Staying healthy is Ramirez's goal this season. The third baseman is coming off a season in which he hit .310 with 26 homers, 35 doubles, and drove in 101 runs. He was limited to 132 games because of injuries to his right wrist and knee.
"It wasn't any fun last season," Ramirez lamented. "I hurt my knee and I missed up to, I don't know, 30 games? But we still had a good season and we made the playoffs and had a good season."
Many baseball pundits like the Cubs chances this year. Ramirez liked some of the off season moves the club made.
"We made some great moves," he opined. "Acquiring (Kosuke) Fukudome - we needed a right fielder and the front office has done a good job and now we've got to do ours."
With an off day on Tuesday, the Cubs are off to a 4-3 start following a win over the Pirates on Monday. The Cubs squandered a 7-0 lead and needed Ramirez's sacrifice fly in the 12th inning to pull out a 10-8 victory. Ramirez is off to a slow start, hitting .200 with one home run and three RBI, but he isn't looking at numbers or setting goals for himself.
"I actually don't think about that," Ramirez said. "I'm just trying to stay healthy. If I play the game that I'm supposed to play, the numbers will be there and that's the main thing - I've just got to play."

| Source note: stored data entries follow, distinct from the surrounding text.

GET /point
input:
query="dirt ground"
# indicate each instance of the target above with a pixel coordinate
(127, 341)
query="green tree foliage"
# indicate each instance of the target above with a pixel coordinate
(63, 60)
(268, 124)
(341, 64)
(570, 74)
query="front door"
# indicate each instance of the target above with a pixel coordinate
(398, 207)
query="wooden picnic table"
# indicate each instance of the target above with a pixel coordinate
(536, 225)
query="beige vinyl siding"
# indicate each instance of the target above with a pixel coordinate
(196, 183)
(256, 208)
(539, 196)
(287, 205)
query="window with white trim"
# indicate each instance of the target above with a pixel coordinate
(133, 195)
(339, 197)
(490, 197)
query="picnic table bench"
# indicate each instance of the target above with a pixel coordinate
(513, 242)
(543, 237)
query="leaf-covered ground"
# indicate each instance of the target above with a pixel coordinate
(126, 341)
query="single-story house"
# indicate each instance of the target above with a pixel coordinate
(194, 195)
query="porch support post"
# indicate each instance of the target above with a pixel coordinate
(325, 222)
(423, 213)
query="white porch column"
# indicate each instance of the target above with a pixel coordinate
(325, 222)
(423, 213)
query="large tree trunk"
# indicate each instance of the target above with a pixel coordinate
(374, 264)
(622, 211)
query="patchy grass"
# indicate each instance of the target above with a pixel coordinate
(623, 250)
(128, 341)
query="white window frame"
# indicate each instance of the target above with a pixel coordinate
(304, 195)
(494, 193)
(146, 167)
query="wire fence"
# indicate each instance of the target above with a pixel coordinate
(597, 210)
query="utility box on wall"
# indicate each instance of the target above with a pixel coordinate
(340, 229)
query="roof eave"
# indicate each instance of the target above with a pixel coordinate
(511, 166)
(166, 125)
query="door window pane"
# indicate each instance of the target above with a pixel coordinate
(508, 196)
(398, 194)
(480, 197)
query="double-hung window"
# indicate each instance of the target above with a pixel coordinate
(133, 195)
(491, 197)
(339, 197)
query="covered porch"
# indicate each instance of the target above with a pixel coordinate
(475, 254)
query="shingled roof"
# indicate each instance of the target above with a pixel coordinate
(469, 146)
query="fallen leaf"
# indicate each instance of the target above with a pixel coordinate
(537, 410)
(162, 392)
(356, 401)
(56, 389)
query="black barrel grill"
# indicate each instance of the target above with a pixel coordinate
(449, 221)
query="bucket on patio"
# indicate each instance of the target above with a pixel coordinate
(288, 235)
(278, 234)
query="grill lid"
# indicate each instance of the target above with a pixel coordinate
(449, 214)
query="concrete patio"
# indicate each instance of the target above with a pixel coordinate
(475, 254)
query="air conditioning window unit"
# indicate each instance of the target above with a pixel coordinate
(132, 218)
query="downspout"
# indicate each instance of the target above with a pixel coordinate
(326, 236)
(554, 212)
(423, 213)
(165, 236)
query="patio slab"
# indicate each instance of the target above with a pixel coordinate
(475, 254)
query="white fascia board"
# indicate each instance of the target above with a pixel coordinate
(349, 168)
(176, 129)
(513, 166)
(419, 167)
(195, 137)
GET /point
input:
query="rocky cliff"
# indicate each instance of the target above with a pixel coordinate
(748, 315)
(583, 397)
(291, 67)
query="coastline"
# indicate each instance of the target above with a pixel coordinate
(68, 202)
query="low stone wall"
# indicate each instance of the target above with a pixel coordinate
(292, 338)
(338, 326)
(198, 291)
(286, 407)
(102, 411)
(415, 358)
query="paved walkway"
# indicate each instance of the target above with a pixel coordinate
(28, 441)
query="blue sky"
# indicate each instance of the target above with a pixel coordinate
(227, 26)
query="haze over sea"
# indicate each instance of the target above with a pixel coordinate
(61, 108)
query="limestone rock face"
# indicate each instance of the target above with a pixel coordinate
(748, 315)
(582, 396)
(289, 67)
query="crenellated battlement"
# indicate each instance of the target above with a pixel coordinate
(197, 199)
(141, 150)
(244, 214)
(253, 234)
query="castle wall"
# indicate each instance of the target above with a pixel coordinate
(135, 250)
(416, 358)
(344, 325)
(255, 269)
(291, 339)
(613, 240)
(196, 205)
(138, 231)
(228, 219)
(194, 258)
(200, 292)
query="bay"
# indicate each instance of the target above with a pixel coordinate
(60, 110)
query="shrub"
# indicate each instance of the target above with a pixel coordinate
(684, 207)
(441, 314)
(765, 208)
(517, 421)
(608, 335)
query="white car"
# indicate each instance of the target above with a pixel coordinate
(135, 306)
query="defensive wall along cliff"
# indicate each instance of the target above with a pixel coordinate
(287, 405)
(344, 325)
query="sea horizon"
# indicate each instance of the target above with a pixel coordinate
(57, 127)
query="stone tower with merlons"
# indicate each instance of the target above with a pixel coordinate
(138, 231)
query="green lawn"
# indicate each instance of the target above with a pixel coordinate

Cubs manager Lou Piniella has talked about unfinished business after last season when the Cubs lost to Arizona in the National League Division Series. The National League Central has several teams that could contend for a division title, but every club has some warts to contend with.
"Everybody has got holes," Ramirez explained. "Nobody is going to have a perfect team. We have them and Milwaukee has them and Houston - everybody has them. You've just got to win games - no matter how you do it just put a ‘W' up there and everything is going to be all right."